I ended up being the first high school freshman to take photography, a junior and senior course. Great instructor that thought to push me further that any other student. A lot of darkroom work with 3' and 35mm negatives and slides. Tri-X Pan,B & W and infrared film and pushing the ASA for local newspapers. This was only the beginning. I then enlisted in the Marines to be a Combat Photographer but ended up using it in the Intelligence field with tours to Southeast Asia in the early 1980's. I was using five different cameras for different purposes. I even had one that I use to jump with. One was a Russian Panoramic 35mm that was extremely good.
This lead to surveillance work in the law enforcement fields and again as an investigator before retirement. It sounds like a great background for a photographer but I've either considered it a duty or like today, a hobby.

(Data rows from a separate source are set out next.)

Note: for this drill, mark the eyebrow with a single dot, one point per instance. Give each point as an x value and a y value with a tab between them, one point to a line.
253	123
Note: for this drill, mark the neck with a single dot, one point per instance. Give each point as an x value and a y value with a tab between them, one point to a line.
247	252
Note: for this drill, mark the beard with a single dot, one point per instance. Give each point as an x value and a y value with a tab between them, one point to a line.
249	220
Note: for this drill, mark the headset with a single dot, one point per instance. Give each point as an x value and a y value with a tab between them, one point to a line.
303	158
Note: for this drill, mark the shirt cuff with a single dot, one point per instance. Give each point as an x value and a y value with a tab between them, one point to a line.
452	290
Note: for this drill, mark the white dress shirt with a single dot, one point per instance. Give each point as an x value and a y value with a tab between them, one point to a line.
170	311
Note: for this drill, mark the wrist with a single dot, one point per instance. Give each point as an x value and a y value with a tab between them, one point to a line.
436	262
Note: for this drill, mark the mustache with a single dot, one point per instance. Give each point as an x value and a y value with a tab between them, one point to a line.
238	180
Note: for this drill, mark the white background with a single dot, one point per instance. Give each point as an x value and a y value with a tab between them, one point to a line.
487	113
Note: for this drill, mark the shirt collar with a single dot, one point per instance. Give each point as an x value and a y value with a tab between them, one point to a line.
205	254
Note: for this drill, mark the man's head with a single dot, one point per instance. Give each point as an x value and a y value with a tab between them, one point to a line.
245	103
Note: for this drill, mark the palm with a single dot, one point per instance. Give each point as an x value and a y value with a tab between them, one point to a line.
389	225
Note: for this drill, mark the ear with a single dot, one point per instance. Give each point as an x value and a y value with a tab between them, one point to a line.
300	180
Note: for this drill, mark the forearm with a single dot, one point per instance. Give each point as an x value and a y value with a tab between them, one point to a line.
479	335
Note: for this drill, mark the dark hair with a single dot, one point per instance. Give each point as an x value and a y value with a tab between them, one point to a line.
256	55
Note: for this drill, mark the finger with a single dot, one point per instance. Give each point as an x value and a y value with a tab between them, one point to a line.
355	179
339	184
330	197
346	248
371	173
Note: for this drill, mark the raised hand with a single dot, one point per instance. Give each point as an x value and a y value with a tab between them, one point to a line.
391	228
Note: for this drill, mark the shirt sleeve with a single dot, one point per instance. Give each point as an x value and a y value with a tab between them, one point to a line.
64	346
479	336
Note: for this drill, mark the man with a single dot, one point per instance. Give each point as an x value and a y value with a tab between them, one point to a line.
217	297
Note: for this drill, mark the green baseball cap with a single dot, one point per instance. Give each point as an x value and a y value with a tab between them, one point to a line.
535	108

After all these years, I think about my late grandfather and his stories about how many GI's during WWII would lug cameras around with them and be more worried about that camera than themselves. I still remember some of the old black and white pictures that he took during the war. Pictures of buddies,places and military life in general. I guess it's something that was handed down to me but nothing that I've ever tried to make a living with. I have thousands of good pictures that I've been a little shy to post here and I've been trying to stay on topic with here. Maybe others here will share their passion for photography as I have here and how they got here. Mahalo for starting this thread and sharing your roots to photography.